When he turned his gaze back, the car and the woman were gone.
He
made his way unsteadily back along the street. His neighbour was still
tending his garden, and rose, wiping his forehead, and said, "You won't
get into shape if that's the farthest you walk. At least walk around
the block. D'you want me to come with you? We could share a beer."

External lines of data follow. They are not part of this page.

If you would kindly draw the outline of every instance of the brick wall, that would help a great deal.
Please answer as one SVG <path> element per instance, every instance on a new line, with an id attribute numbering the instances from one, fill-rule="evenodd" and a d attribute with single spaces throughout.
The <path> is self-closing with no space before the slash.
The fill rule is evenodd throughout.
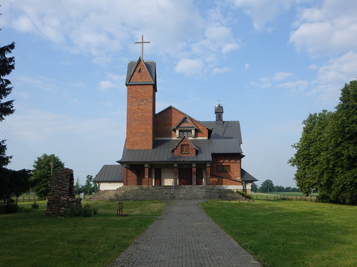
<path id="1" fill-rule="evenodd" d="M 212 154 L 212 162 L 211 163 L 211 184 L 216 185 L 241 185 L 238 182 L 225 179 L 212 174 L 230 178 L 241 181 L 241 178 L 240 155 L 237 153 Z M 230 165 L 230 172 L 217 172 L 217 165 Z"/>
<path id="2" fill-rule="evenodd" d="M 181 145 L 188 145 L 188 153 L 187 154 L 181 153 Z M 193 147 L 193 145 L 190 142 L 187 138 L 185 138 L 182 140 L 181 142 L 178 144 L 177 146 L 174 151 L 174 155 L 175 156 L 194 156 L 196 155 L 196 150 Z"/>
<path id="3" fill-rule="evenodd" d="M 138 72 L 140 68 L 142 72 Z M 150 75 L 140 61 L 130 82 L 150 81 Z M 126 148 L 151 149 L 155 138 L 155 89 L 153 85 L 127 86 Z"/>
<path id="4" fill-rule="evenodd" d="M 172 128 L 185 115 L 172 108 L 156 115 L 155 117 L 155 137 L 161 138 L 176 137 L 176 132 L 172 131 Z M 194 120 L 192 121 L 198 128 L 195 131 L 195 137 L 208 138 L 208 130 L 206 128 Z"/>

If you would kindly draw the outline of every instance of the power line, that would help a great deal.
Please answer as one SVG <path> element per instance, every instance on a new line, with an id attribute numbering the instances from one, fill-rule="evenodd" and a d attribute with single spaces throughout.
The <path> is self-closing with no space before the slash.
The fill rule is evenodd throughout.
<path id="1" fill-rule="evenodd" d="M 1 128 L 2 128 L 2 129 L 3 129 L 3 130 L 4 130 L 4 131 L 5 131 L 5 132 L 6 132 L 6 133 L 7 133 L 7 134 L 8 135 L 10 135 L 10 137 L 12 137 L 12 136 L 11 136 L 11 133 L 9 133 L 9 132 L 8 132 L 8 131 L 7 131 L 6 130 L 6 129 L 4 129 L 4 127 L 2 127 L 2 125 L 1 125 L 1 124 L 0 124 L 0 127 L 1 127 Z M 14 141 L 12 141 L 12 140 L 11 140 L 12 139 L 12 140 L 14 140 L 14 141 L 15 141 L 15 142 L 16 142 L 16 143 L 17 143 L 17 144 L 19 144 L 19 145 L 20 146 L 21 146 L 21 147 L 22 147 L 22 148 L 24 148 L 24 150 L 25 150 L 27 151 L 27 152 L 29 152 L 29 153 L 30 153 L 30 154 L 32 154 L 32 156 L 35 156 L 35 157 L 37 157 L 37 156 L 36 156 L 36 154 L 35 154 L 34 153 L 34 152 L 32 152 L 32 151 L 31 151 L 29 150 L 28 149 L 27 149 L 27 148 L 26 148 L 26 147 L 24 147 L 24 146 L 23 146 L 23 145 L 22 145 L 22 144 L 21 144 L 21 143 L 20 143 L 20 142 L 19 142 L 19 141 L 18 141 L 17 140 L 16 140 L 16 139 L 15 139 L 15 138 L 13 138 L 13 137 L 12 137 L 12 138 L 9 138 L 9 137 L 7 137 L 7 136 L 6 136 L 5 135 L 5 134 L 4 134 L 4 133 L 3 133 L 3 132 L 2 133 L 2 134 L 3 134 L 3 135 L 4 135 L 4 136 L 6 136 L 6 138 L 7 138 L 8 139 L 9 139 L 9 140 L 10 140 L 10 141 L 11 141 L 12 142 L 12 143 L 14 143 L 14 144 L 15 144 L 15 145 L 16 145 L 16 144 L 15 144 L 15 143 L 14 143 Z M 20 147 L 19 146 L 17 145 L 16 145 L 16 146 L 17 146 L 17 147 L 18 147 L 19 148 L 20 148 Z M 24 151 L 24 150 L 22 150 L 22 149 L 21 149 L 21 150 L 22 150 L 22 151 Z M 27 154 L 27 155 L 28 155 L 28 154 Z"/>
<path id="2" fill-rule="evenodd" d="M 18 147 L 19 148 L 20 148 L 21 151 L 22 151 L 22 152 L 23 152 L 24 153 L 25 153 L 25 154 L 27 154 L 27 155 L 28 155 L 29 156 L 30 156 L 30 157 L 31 157 L 31 158 L 33 158 L 34 156 L 33 155 L 30 155 L 28 153 L 27 153 L 26 151 L 24 151 L 24 150 L 22 150 L 22 148 L 21 148 L 21 147 L 20 147 L 19 146 L 17 145 L 16 144 L 15 144 L 15 143 L 14 143 L 14 142 L 12 141 L 12 140 L 11 139 L 9 139 L 8 137 L 7 137 L 4 134 L 4 133 L 3 132 L 2 132 L 1 131 L 1 130 L 0 130 L 0 132 L 1 132 L 1 134 L 2 134 L 3 135 L 4 135 L 4 136 L 5 137 L 6 137 L 6 138 L 7 138 L 7 140 L 9 140 L 9 141 L 11 141 L 11 142 L 12 142 L 12 143 L 14 145 L 15 145 L 15 146 L 17 146 L 17 147 Z M 35 157 L 37 157 L 35 156 Z"/>
<path id="3" fill-rule="evenodd" d="M 25 141 L 24 141 L 23 140 L 22 140 L 22 139 L 21 138 L 21 137 L 20 137 L 20 136 L 19 135 L 18 135 L 15 131 L 14 130 L 12 129 L 12 128 L 9 125 L 9 124 L 8 124 L 6 123 L 6 121 L 3 121 L 2 122 L 3 124 L 4 124 L 4 123 L 5 123 L 5 124 L 6 124 L 6 125 L 7 125 L 7 126 L 9 126 L 9 127 L 11 129 L 11 130 L 12 131 L 12 132 L 13 132 L 14 133 L 15 135 L 16 135 L 16 136 L 17 136 L 19 137 L 19 138 L 20 139 L 20 140 L 21 140 L 21 141 L 22 141 L 22 143 L 23 143 L 25 146 L 27 146 L 27 147 L 28 147 L 34 153 L 35 153 L 35 154 L 36 154 L 36 155 L 37 155 L 37 156 L 38 156 L 39 157 L 40 157 L 40 155 L 39 155 L 38 153 L 36 153 L 36 152 L 35 151 L 35 150 L 34 150 L 33 149 L 32 149 L 32 148 L 31 148 L 31 147 L 30 147 L 30 146 L 29 146 L 27 143 L 26 143 L 26 142 Z M 5 127 L 6 127 L 6 126 L 5 126 Z"/>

"I feel like I've been gone for days, an eternity, even. You mean to tell me we were just talking?"
"Not
two minutes ago, my friend. I think you'd better take it easy with
those medications. If you overdo them, they'll drive you out of your
mind", said the neighbour.
"I need a rest", said Miro. "I'll
take you up on your kind offer soon, though." And with a wave he
continued down the road towards home. Suddenly a crow flew down and
landed by his feet, not five yards ahead of him. The crow kept jerking
its head up and down, finally staring into the sky. Again
instinctively, Miro looked up too, and as he did, the crow cawed, rose
up and landed on his shoulder and then on the outstretched hand he was
using to shield his eyes from the bright sun. The two creatures looked
at each other intently. Then the crow balanced itself on one leg,
lifted the other to its breast, nodded twice, and flew away.